What are uterine fibroids?
Uterine fibroids are noncancerous growths that develop in the uterus. They may also be referred to as myoma, leiomyoma, leiomyomata, and fibromyoma.
These benign tumors develop from normal uterus muscle cells that start growing abnormally. Fibroids can vary in size ranging from microscopic to several inches. There are several different types of fibroids and it’s not unusual to have more than one type.
Some fibroids don’t produce any symptoms at all, while others can cause debilitating cramps, heavy bleeding, bloating, painful sex or a variety of other unpleasant symptoms. And, while it’s common to have multiple fibroid tumors, it’s often unclear which fibroid is causing the symptoms.
Dealing with fibroids can be disruptive to daily life, and many women report that their symptoms adversely affect their overall mood and sense of well-being.
There are a number of fibroid treatment options available. VIVA EVE specializes in a minimally-invasive treatment called uterine fibroid embolization, or UFE.
What is adenomyosis?
Adenomyosis is a non-cancerous condition in which the lining cells of the uterus grow directly into the muscle wall of the uterus. When the lining cells of the uterus bleed during the menstrual period, these misplaced cells in the muscle wall bleed as well, and the blood seepage causes pain.

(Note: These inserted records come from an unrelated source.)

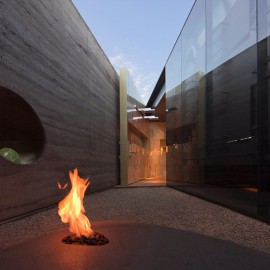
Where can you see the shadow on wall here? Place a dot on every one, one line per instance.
(22, 137)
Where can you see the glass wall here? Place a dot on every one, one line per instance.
(216, 76)
(264, 106)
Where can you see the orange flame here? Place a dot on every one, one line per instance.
(71, 209)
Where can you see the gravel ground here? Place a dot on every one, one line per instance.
(157, 205)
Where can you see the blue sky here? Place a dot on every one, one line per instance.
(137, 34)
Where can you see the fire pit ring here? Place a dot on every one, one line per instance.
(96, 239)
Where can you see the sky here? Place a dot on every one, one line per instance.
(136, 34)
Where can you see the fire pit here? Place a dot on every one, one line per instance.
(71, 210)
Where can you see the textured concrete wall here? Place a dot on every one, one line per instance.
(49, 57)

As blood accumulates in the muscle wall, the surrounding muscle swells and forms fibrous tissue in response to the irritation. This swollen area within the uterine muscle wall – called an adenomyoma – feels very much like a fibroid during a medical examination and is often confused with a fibroid on a sonogram.
Fewer patients are diagnosed with adenomyosis than with fibroids. Patients with adenomyosis usually complain more about the pain than the bleeding while, typically, in patients with fibroids the bleeding is worse than the pain. Of course, the only way to be sure is to get a proper diagnosis is by a doctor who is familiar with fibroids and adenomyosis.
Like fibroids, adenomyosis can be successfully treated with UFE.